The genetic material of nucleic acid vaccines can be DNA or mRNA, which is also encoded to produce targeted antigens in situ. A variety of vectors can be used to deliver genetic material to target tissues, including lipid nanoparticles (LNP), viral vectors, and plasmid DNA, or techniques such as electroporation can be used to enhance uptake. Alfa Chemistry provides customers with complete solutions to support their vaccine development process.

mRNA Vaccine

This new type of vaccine is chemically synthesized and encoded to directly produce specific disease antigens, which can be rapidly developed and scaled so that clinical materials can be used for trials and commercialization. They are also expected to prevent and treat various cancers by targeting tumor-associated antigens. Compared with more complex biological processes, the synthetic nature of such vaccines simplifies manufacturing challenges and is therefore generally considered to have strong and predictable safety. Despite these obvious advantages, there are still challenges related to the stabilization and delivery of genetic material to target cells and may bring special challenges in the production of the entire drug substance and the final formulation and filling process.

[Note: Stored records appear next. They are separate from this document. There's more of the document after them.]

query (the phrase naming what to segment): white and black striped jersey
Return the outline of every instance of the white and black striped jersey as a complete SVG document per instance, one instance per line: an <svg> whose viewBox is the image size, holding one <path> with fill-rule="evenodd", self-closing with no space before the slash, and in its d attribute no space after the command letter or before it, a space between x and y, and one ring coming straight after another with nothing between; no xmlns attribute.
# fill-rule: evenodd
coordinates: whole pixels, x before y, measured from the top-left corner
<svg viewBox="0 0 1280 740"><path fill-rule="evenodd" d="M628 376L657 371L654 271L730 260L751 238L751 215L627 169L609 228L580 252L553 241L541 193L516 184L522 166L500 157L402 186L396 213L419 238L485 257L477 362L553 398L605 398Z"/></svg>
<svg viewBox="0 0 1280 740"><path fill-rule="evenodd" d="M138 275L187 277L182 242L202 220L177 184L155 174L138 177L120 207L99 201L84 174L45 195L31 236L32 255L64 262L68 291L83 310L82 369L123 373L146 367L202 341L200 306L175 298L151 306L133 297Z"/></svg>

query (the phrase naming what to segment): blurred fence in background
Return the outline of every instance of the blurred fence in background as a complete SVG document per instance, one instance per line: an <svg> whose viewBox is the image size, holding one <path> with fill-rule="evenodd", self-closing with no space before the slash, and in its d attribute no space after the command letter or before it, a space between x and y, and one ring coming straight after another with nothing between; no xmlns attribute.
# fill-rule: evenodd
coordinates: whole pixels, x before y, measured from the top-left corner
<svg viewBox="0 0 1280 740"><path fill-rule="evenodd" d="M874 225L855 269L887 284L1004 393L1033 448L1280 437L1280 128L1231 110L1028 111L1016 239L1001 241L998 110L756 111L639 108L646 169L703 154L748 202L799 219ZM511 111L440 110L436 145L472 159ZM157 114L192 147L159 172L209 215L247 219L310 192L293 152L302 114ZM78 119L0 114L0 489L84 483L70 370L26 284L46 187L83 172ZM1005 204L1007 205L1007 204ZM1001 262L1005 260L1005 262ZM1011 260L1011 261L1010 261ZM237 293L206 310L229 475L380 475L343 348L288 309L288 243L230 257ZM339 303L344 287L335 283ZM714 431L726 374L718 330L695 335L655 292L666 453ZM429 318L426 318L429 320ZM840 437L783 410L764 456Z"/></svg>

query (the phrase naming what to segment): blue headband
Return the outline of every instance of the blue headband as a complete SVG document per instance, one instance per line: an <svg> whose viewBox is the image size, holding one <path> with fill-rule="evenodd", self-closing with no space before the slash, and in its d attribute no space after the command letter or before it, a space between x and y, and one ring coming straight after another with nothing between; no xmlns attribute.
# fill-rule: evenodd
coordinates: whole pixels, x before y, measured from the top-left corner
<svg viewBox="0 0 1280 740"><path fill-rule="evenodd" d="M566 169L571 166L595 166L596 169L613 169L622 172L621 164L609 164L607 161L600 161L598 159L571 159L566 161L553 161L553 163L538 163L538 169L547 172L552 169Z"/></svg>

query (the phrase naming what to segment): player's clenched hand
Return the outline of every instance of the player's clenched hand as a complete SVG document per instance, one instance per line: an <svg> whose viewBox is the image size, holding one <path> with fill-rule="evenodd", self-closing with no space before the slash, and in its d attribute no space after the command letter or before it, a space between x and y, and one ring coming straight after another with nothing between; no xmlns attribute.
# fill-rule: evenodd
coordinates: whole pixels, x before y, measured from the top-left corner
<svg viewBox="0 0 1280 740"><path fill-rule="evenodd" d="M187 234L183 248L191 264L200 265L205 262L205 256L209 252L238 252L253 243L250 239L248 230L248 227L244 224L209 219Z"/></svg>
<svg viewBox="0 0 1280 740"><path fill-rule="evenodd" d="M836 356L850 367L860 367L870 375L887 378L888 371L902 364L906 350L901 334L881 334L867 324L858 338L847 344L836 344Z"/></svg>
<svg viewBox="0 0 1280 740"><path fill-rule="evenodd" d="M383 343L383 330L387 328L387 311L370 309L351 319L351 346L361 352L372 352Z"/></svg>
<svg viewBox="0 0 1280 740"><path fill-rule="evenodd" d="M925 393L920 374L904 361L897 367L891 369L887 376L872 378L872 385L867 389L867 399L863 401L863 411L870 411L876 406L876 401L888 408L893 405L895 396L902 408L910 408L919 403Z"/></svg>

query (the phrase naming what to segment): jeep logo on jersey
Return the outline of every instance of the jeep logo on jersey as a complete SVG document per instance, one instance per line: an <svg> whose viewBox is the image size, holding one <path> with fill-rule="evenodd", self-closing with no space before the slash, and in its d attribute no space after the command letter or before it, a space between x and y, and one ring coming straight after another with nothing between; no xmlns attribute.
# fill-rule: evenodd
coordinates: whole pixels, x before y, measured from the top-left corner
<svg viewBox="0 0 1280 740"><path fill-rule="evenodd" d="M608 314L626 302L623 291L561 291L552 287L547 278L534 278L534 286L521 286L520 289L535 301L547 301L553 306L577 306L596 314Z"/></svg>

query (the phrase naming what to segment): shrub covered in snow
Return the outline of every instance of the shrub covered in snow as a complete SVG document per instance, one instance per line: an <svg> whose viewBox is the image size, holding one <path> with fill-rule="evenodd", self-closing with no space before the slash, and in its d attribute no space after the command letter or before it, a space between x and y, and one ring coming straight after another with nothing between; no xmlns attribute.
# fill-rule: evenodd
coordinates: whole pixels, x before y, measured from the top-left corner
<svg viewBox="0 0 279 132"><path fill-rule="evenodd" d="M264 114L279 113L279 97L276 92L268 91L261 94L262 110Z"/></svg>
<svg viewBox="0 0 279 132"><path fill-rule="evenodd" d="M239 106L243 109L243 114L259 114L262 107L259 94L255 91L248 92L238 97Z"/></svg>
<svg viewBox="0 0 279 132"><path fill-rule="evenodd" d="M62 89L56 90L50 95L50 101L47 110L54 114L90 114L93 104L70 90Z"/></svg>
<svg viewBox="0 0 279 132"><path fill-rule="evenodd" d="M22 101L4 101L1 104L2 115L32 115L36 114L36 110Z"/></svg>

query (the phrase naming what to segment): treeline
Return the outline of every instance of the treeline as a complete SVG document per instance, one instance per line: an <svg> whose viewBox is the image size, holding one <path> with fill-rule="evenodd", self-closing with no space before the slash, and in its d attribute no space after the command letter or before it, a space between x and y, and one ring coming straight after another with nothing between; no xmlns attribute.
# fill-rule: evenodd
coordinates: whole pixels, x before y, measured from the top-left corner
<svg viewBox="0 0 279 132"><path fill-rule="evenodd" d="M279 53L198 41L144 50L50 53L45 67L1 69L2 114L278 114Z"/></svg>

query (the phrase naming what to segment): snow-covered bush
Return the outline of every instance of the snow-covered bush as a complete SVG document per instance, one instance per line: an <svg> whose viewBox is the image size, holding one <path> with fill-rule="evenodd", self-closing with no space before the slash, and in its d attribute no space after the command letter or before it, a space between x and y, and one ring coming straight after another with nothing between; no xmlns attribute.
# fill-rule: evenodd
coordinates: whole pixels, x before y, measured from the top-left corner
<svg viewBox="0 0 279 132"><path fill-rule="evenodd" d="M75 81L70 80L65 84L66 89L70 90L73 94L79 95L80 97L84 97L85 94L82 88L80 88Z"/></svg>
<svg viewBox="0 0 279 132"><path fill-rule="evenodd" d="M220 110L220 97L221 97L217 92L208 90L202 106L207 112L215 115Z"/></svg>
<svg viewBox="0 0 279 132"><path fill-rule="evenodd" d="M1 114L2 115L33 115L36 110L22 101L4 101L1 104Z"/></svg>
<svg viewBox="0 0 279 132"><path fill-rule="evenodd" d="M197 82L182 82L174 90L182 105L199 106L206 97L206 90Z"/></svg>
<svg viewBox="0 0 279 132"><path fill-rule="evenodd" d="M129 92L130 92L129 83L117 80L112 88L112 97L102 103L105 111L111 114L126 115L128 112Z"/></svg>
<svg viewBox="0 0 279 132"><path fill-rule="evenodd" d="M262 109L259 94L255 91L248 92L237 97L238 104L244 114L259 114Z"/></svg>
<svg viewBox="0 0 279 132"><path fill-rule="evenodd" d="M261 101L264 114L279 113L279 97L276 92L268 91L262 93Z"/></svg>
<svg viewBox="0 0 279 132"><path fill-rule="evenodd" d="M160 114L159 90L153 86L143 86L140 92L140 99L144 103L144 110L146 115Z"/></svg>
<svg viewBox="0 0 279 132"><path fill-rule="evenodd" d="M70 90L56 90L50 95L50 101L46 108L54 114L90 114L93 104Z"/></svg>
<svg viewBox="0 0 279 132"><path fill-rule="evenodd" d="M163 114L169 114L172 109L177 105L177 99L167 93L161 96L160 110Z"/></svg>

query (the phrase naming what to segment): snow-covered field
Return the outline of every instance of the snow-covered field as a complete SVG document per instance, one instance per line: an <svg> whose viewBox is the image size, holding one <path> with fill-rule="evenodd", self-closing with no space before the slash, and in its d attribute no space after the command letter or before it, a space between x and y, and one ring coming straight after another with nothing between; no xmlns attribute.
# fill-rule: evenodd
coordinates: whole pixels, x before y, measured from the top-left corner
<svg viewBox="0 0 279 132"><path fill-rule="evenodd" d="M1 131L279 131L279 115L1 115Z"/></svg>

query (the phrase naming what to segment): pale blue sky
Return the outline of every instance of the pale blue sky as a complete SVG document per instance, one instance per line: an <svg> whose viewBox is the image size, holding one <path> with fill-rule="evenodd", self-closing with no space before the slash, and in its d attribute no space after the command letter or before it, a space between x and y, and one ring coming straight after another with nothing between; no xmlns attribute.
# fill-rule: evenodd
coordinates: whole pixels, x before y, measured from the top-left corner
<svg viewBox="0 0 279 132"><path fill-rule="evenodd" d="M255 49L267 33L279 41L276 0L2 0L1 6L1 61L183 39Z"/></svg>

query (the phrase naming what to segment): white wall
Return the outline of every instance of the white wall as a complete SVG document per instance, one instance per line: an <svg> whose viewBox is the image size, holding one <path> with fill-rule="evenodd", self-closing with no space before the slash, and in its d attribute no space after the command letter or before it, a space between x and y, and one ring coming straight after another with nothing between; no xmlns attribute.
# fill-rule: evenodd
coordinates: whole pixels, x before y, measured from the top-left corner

Innate immune sensing of mRNA vaccines.Fig.1 Innate immune sensing of mRNA vaccines. (Pardi N, et al. 2018)

Specifically, the use of lipid nanoparticles (LNP) as a delivery mechanism is being studied, but it is well known that these complex formulations may be affected by the low throughput of certain sterile-grade filters, and if not carefully filtered, The risk of bacterial infiltration increases selection and verification.

Purification

Ultrafiltration membranes used in the diafiltration and product concentration stages can be used for size-based purification.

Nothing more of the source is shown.